Recently, the applications of DBN or deep learning (DL) make breakthroughs in many difference areas (Bengio 2012). DBN represents a series of multi-layer architecture NNs that training with the greedy layer-wise unsupervised pre-training algorithms (Hinton and Salakhutdinov 2006; Bengio 2009). By applying the greedy layer-wise unsupervised pre-training mechanism, DBN can reconstruct the raw data set, in other words, DBN can “Learn” features from the original data (Wang and He 2004). Some people (Lee et al. 2014; Feng  and Zheng 2015) study time delay systems, in order to reduce system turmoil, make the system stable and obtain less conservative results. Zhang et al. (2017) carried out experiments which showed that the DBN-based approach has good potential for practical usage and suitable feature fusions will further improve the performance of speech emotion recognition. Zhu et al. (2017) proposed a novel classification method that combines DBN and SVM instead of using only one of them. And the intelligent models, like classifiers usually can obtain higher accuracy and better generalization with the learned features.

3 Feature set

We proposed to construct a high-dimensional feature set, which is fused with prosody feature, voice quality features and spectral feature. In this paper, fundamental frequency (F0), and power are extracted as prosody features and the first, second and third formants with their bandwidths are extracted as voice quality features. At the same time, wavelet packet Cepstral coefficients (WPCC) and the proposed sub-band spectral centroid weighted wavelet packet Cepstral coefficients (W-WPCC) compose the spectral feature. In this section, the WPCC and W-WPCC is described in detailed.

3.1 WPCC

In this paper, WPT is adopted for speech signal analysis instead of the widely used short-time Fourier transform for the reasons given in Sect. 1. For discrete input signal x(n) obtained with a sampling rate of fs, before its WP coefficients can be calculated, it should first be associated to an approximation of a signal \(\bar {x}(t)\) at the resolution \({2^{{J_0}}}=f_{s}^{{ - 1}}\), with decomposition coefficients a0(n) that satisfy

$$x(n)=f_{s}^{{1/2}}{a_0}(n) \approx \bar {x}\left( {n \cdot f_{s}^{{ - 1}}} \right).$$
(1)

Let \(\mathcal{T}\) denote the binary tree structure, and each node in \(\mathcal{T}\) is denoted as (j, p) in this paper, where j is the depth of the node in the tree and p \((0 \leqslant p \leqslant {2^j} - 1)\) is the number of nodes on its left at the same depth j. The root node (0, 0) of \(\mathcal{T}\)is associated with coefficients a0(n). By applying (h, g) on the WP coefficients \(d_{j}^{p}\) at node \((j,p) \in \mathcal{T}\), the node is split into two child nodes (j + 1, 2p) and (j + 1, 2p + 1), which are associated with WP coefficients \(d_{{j+1}}^{{2p}}\) and \(d_{{j+1}}^{{2p+1}}\), respectively.

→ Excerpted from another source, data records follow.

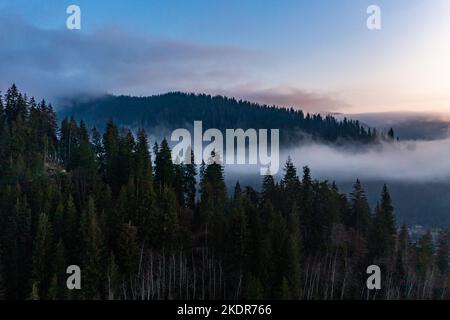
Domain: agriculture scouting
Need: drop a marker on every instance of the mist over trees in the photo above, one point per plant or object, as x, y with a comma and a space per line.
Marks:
141, 227
179, 110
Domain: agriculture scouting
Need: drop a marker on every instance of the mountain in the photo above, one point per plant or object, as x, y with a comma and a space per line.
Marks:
161, 114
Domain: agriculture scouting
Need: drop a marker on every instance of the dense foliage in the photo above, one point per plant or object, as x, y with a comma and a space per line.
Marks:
143, 227
164, 113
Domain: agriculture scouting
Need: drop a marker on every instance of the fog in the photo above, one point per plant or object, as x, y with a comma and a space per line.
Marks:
400, 161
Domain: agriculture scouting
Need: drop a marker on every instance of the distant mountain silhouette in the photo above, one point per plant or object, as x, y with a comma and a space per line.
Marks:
160, 114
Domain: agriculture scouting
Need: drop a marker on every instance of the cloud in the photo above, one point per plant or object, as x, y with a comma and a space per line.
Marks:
287, 96
419, 161
404, 161
59, 63
54, 63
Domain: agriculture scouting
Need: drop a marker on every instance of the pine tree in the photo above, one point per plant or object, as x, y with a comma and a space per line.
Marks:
443, 253
92, 244
425, 251
190, 182
359, 213
164, 168
383, 234
41, 255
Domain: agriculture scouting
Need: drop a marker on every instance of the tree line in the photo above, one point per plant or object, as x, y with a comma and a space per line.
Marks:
141, 226
166, 112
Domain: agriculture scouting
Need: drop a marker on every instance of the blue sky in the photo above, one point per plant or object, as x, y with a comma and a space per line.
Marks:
318, 54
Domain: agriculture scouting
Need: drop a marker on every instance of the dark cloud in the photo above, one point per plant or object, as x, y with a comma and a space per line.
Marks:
61, 62
290, 97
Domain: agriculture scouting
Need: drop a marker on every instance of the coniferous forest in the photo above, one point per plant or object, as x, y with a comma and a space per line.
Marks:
142, 227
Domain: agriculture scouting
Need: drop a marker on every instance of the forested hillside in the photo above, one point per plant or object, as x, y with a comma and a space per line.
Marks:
141, 227
164, 113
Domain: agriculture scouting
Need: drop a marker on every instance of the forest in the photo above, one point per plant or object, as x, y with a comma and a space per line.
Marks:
143, 227
167, 112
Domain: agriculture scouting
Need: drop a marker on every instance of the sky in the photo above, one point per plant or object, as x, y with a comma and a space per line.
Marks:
315, 55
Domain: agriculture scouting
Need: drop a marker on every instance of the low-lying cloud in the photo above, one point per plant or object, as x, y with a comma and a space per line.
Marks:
52, 64
403, 161
58, 63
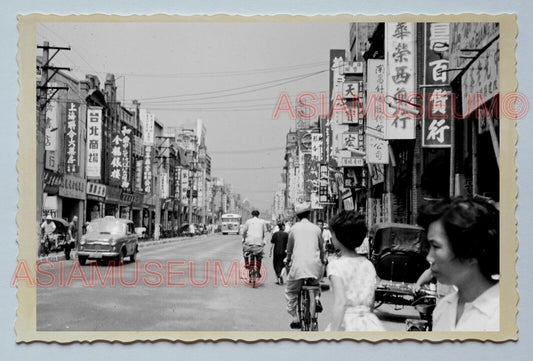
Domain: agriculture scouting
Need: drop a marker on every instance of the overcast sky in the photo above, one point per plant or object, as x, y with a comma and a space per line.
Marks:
230, 75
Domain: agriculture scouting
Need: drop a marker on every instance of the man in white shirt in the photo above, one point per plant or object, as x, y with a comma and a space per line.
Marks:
253, 238
305, 255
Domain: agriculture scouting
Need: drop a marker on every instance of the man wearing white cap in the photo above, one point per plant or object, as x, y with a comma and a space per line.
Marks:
47, 228
305, 255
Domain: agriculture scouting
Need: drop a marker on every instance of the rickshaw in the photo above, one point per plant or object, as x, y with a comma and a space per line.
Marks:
398, 252
59, 240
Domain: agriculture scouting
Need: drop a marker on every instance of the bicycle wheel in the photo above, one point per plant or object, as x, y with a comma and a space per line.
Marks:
313, 315
306, 321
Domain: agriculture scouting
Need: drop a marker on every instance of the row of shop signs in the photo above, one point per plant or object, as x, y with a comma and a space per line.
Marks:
69, 186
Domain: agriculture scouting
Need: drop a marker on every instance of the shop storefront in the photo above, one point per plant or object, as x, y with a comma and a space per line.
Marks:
52, 182
148, 220
96, 194
137, 210
112, 201
72, 193
126, 200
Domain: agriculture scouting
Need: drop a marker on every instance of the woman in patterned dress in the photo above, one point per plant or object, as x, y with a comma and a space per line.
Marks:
352, 277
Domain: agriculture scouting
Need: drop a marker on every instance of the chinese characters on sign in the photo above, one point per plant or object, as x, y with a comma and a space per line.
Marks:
376, 145
50, 136
94, 142
116, 158
126, 161
324, 184
72, 137
164, 185
147, 121
147, 174
400, 57
436, 124
377, 150
316, 158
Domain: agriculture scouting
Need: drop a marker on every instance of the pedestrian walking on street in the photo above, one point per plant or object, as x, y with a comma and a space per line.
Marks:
279, 248
72, 242
253, 239
352, 277
305, 259
464, 236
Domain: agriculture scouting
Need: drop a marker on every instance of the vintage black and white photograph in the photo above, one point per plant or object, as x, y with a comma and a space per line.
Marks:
320, 179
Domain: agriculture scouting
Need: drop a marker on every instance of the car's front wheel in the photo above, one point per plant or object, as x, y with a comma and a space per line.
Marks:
133, 256
120, 258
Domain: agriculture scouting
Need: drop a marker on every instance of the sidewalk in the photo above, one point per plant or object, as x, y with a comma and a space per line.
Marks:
60, 256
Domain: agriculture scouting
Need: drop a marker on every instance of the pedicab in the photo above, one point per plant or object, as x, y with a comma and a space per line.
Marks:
59, 240
398, 252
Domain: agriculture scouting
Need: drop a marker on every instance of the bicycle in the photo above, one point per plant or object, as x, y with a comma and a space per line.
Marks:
253, 263
309, 305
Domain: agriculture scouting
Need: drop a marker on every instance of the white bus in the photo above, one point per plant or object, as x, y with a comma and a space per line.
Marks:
231, 223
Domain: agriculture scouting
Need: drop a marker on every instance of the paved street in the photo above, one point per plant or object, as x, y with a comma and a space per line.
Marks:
188, 285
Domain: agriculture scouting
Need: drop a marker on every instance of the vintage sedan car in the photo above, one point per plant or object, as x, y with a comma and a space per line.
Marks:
109, 238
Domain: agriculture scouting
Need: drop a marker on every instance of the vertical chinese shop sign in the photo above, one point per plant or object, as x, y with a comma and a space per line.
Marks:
94, 142
436, 124
72, 148
400, 58
126, 157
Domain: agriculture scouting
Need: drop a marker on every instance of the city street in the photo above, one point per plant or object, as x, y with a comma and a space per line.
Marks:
160, 293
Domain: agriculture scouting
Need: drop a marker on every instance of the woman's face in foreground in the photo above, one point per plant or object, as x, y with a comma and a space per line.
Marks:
445, 266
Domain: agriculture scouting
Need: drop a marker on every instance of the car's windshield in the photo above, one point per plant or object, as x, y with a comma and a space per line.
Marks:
107, 227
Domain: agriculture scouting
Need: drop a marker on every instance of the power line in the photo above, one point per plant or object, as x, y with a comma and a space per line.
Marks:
282, 80
245, 151
224, 73
73, 48
245, 169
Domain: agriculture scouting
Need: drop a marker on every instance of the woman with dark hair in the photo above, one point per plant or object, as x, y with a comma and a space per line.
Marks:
463, 235
352, 277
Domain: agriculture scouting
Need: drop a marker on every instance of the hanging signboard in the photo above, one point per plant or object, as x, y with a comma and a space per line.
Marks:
351, 89
126, 157
347, 199
164, 185
94, 142
147, 121
436, 123
481, 81
72, 147
400, 57
376, 93
115, 163
377, 150
147, 171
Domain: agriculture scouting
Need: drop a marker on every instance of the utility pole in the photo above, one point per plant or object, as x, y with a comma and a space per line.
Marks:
191, 184
42, 100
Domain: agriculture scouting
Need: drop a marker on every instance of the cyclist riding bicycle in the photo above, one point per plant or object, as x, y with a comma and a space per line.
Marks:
47, 229
305, 257
253, 239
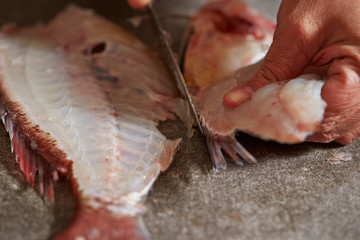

$$d_{{j+1}}^{{2p}}(n)=\sum\limits_{{r= - \infty }}^{{+\infty }} {h(r - 2n)\;d_{j}^{p}(r)} ,$$
(2)
$$d_{{j+1}}^{{2p+1}}(n)=\sum\limits_{{r= - \infty }}^{{+\infty }} {g(r - 2n)\;d_{j}^{p}(r)} .$$
(3)

where \(d_{0}^{0}={a_0}\).

A binary tree where each node has either zero or two children is called an admissible binary tree. By splitting the WP tree nodes in a particular way, a corresponding admissible binary tree structure is achieved. However, the resulting WP tree is not frequency ordered and a frequency ordering step should be taken to change the position of node (j, p) to (j, q) with q = G[p]. After frequency ordering, the WP tree is frequency ordered and each node (j, q) has a frequency support of

$$I_{j}^{q}=\left[ { - (q+1)\pi {2^{ - j}},\; - q\pi {2^{ - j}}] \cup [q\pi {2^{ - j}},\;(q+1)\pi {2^{ - j}}} \right].$$
(4)

Let \(L(\mathcal{T})={\{ ({j_m},{p_m})\} _{1 \leqslant m \leqslant M}}\) denote the set of leaf nodes of an admissible binary tree \(\mathcal{T}\), the corresponding tree-structured WPT decomposes the original signal into a set of sub-band components with frequency supports \({\left\{ {I_{{{j_m}}}^{{{q_m}}}} \right\}_{1 \leqslant m \leqslant M}}\), where qm = G[pm]; and this process can be viewed as an M-channel filter-bank followed by a set of aggregated down-samplers (Deng et al. 2014).

3.2 W-WPCC

3.2.1 W-WPCC feature extraction

The nature of the wavelet packet Cepstral coefficients (WPCC) is a kind of spectral features. Considering the complementarity between WPCC and sub-band spectral centroid which possesses noise-robustness, we combine them by some strategies to construct new speech emotion features possessing great noise-robustness.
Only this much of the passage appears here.